Porque esta medida correu muito bem e o crescimento destas unidades disparou nos anos seguintes, em 2014 o Governo da coligação PSD/CDS procedeu à sua regulamentação autónoma, criando um regime jurídico próprio, onde as exigências para esta atividade foram amplificadas, introduzindo-se o registo obrigatório, a determinação do tipo de exploração, bem como a obrigação do cumprimento de certos requisitos específicos de segurança, higiene e conforto.
A verdade é que o alojamento local se impôs em Portugal por mérito próprio. Aproveitando uma combinação de fatores económicos, sociais e tecnológicos, e o crescimento do turismo em Portugal, o AL posicionou-se como uma alternativa viável aos hotéis tradicionais. A variedade de opções de acomodação, atendendo às diferentes preferências e orçamentos dos viajantes, à flexibilidade nos horários, tornaram o AL numa opção muito procurada por famílias e grupos mais jovens. Com o surgimento de plataformas de compartilhamento de acomodações (Airbnb, Booking, etc) a conexão entre proprietários de imóveis e viajantes ficou mais facilitada e essas plataformas tornaram mais acessível o acesso aos alojamentos, garantindo a sua fiabilidade. E, não menos importante, atendendo ao período de crise vivenciado em Portugal na última década e a um contexto de dificuldades económicas, muitos proprietários de imóveis viram no alojamento local uma oportunidade de gerar valor extra, alugando os seus espaços a turistas.
Naturalmente, há aspetos positivos e negativos. Mas a sua existência justificará tanta celeuma? Inquestionavelmente, o investimento no AL foi a principal razão para a reabilitação urbana e a consequente revitalização de bairros e áreas em declínio, trazendo novos fluxos de turismo e atividades económicas para essas regiões. Consequentemente, a reabilitação de imóveis para AL veio aumentar o valor das propriedades e incentivar outros proprietários a investir na melhoria de suas próprias propriedades, resultando numa melhoria geral na qualidade das propriedades e das áreas onde se inserem, fazendo subir positivamente o valor das propriedades em geral.

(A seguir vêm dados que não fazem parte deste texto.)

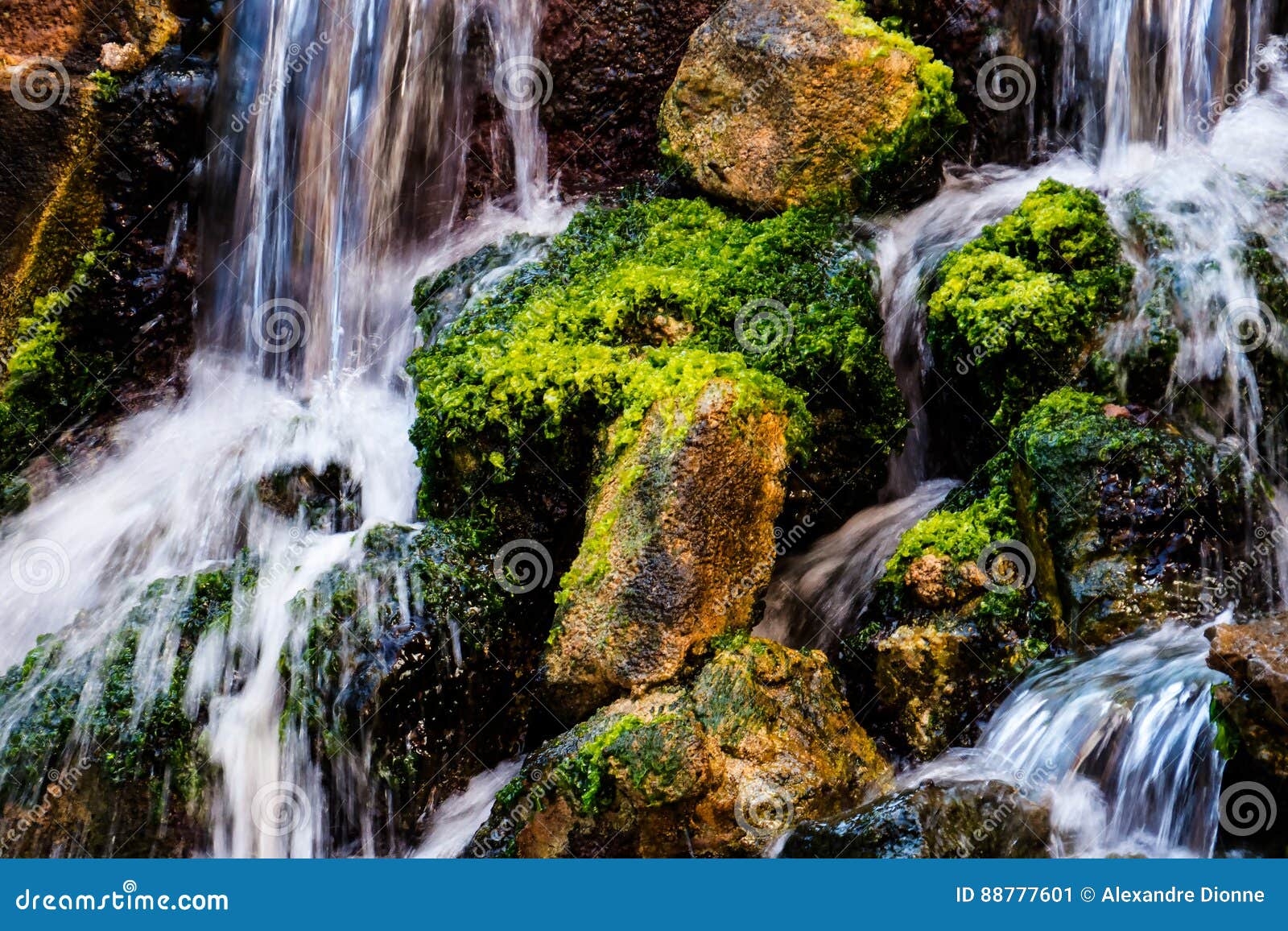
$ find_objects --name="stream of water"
[0,0,1288,856]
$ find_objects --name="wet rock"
[659,0,958,210]
[537,0,720,195]
[473,639,891,856]
[782,780,1051,859]
[1207,615,1288,780]
[546,379,787,716]
[255,463,362,532]
[1011,390,1245,646]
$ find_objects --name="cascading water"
[899,616,1230,856]
[762,0,1288,856]
[0,0,567,856]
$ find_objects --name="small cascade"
[0,0,569,856]
[917,616,1228,856]
[755,478,957,650]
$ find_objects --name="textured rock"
[473,639,891,856]
[661,0,957,210]
[782,781,1051,859]
[546,380,787,716]
[1207,615,1288,779]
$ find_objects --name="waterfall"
[917,616,1230,856]
[0,0,567,856]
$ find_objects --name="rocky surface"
[546,380,787,717]
[659,0,957,210]
[473,639,891,856]
[782,781,1051,859]
[1207,615,1288,780]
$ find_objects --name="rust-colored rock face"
[546,380,787,716]
[1207,615,1288,779]
[474,639,893,858]
[661,0,956,210]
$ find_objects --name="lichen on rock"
[659,0,961,210]
[473,635,891,856]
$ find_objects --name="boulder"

Mas porque o AL pode atrair turistas e visitantes para uma área específica, podendo levar a uma maior procura por imóveis que podem ser convertidos em acomodações locais, tal pode impulsionar os preços das casas. E se muitos proprietários optarem por converter suas propriedades em AL, a oferta de casas disponíveis para venda ou arrendamento a longo prazo pode diminuir. E isso pode levar a uma competição mais acirrada pelos imóveis restantes, o que pode levar a um aumento dos preços. Porém, e é justo dizer, tal consequência não é exclusiva aos AL, e o mesmo se poderá dizer de qualquer programa de reabilitação urbana, cuja melhoria das suas habitações levará sempre ao aumento do seu valor.
O que é igualmente incontornável é que, desde que António Costa subiu ao poder, primeiro com a Gerigonça e agora a solo, o ataque ao regime do alojamento local tem sido insistente, primeiro com a subida na taxação e agora com o novo "pacote habitação", que procura castrar, provavelmente, o mais bem-sucedido regime de exploração habitacional comercial em Portugal. O problema é que tudo isto é feito para esconder a incapacidade do seu governo em cumprir as suas próprias metas de construção de habitação social, bem como de aproveitamento do seu extenso espólio imobiliário em desuso.
O AL não pode ser o bode expiatório da incapacidade de António Costa. O foco tem de estar na capacidade de regular bem e com inteligência, procurando equilibrar os benefícios do alojamento local com a necessidade de manter a estabilidade das comunidades, a fim de evitar a sobre-exploração e a especulação imobiliária. Nunca assim e, claramente, nunca com este governo socialista. O tal que querem trazer para a Madeira. Cruzes!!